Критерии компенсации (медикаментозный эутиреоз): нормализация клинического состояния пациента, исчезновение тахикардии, прибавка в массе, возвращение уровня тиреоидных гормонов к норме. Вместе с тем следует отметить, что концентрация тиротропина в крови может оставаться сниженной (подавленной) в течение еще нескольких недель и месяцев после нормализации уровня Т4.

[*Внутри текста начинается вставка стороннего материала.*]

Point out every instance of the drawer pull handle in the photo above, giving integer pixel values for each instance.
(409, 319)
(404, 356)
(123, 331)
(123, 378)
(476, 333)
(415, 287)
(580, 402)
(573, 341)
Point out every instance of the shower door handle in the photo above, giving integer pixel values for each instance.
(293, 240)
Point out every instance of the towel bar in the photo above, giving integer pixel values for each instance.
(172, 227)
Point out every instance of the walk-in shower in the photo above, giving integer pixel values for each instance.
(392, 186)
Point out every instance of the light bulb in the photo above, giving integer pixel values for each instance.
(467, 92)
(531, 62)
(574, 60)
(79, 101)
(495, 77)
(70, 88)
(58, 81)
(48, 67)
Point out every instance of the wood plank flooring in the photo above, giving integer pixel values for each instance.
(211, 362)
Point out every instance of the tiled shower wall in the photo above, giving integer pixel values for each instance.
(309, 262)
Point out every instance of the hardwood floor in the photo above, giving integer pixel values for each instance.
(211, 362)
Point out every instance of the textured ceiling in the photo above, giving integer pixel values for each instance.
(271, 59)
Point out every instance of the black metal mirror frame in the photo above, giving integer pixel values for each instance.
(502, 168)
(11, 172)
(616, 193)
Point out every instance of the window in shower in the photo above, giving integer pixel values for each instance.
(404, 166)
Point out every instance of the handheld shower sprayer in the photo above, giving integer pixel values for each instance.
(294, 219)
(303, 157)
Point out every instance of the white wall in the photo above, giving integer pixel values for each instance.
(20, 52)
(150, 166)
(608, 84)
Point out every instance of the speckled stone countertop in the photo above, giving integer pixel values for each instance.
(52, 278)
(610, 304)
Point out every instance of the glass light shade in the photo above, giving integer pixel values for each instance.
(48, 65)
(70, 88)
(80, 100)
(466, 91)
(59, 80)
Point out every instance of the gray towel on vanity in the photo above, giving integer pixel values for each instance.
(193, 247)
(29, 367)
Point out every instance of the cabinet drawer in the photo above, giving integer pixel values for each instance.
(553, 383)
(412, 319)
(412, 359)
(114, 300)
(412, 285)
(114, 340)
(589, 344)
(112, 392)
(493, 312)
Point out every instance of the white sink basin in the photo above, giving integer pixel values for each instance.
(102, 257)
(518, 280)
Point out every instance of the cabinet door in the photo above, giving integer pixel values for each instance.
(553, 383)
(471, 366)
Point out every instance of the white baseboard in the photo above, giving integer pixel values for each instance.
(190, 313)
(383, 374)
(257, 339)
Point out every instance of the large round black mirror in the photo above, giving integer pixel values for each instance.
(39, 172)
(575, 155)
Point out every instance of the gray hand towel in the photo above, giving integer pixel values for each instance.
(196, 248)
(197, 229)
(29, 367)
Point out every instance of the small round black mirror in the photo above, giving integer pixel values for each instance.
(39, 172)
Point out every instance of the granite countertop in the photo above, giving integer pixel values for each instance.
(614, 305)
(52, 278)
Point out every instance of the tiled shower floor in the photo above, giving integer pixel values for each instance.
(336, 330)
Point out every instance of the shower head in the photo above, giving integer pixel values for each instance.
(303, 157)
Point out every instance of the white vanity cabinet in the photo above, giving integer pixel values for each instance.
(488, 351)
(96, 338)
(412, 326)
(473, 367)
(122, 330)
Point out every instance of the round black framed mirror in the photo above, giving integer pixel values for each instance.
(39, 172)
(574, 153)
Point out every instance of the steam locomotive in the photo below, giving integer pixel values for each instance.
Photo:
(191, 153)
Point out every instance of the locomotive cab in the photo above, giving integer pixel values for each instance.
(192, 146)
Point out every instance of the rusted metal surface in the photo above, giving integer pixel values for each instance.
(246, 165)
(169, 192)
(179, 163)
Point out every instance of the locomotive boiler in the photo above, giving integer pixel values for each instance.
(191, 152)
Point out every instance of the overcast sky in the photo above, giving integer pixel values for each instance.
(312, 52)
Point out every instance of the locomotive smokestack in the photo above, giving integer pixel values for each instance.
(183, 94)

После наступления эутиреоидного состояния дозу тиреостатических препаратов постепенно снижают: тиамазол в среднем по 5-10 мг (пропилтиоурацил 50-100 мг) каждые 7-10 дней до достижения «поддерживающей дозы», которая обычно составляет для тиамазола 5-10 мг (50-100 мг для пропилтиоурацила) в сутки. Необходимо отметить, что чем больше времени потребовалось для достижения компенсации тиреотоксикоза, тем медленнее следует снижать дозу препарата. Поддерживающую дозу принимают один раз в сутки в течение длительного времени, как правило, 18-24 месяцев без перерыва. Проведение поддерживающей терапии в более короткий срок резко повышает вероятность рецидива заболевания. Так, при оценке результатов разной продолжительности тиреостатической терапии ДТЗ (6, 12, 18, 24 месяцев) рецидивы заболевания обнаружены у 69, 56, 25 и 18% больных соответственно. Эти данные подтверждают необходимость проведения длительного, не менее 12-18 месяцев, лечения тиреостатиками. Преждевременная отмена препарата приводит к рецидиву тиреотоксикоза и необходимости вновь назначать высокие дозы антитиреоидных препаратов. Объясняется это полученными в последние годы данными о воздействии тиреостатиков на иммунную систему.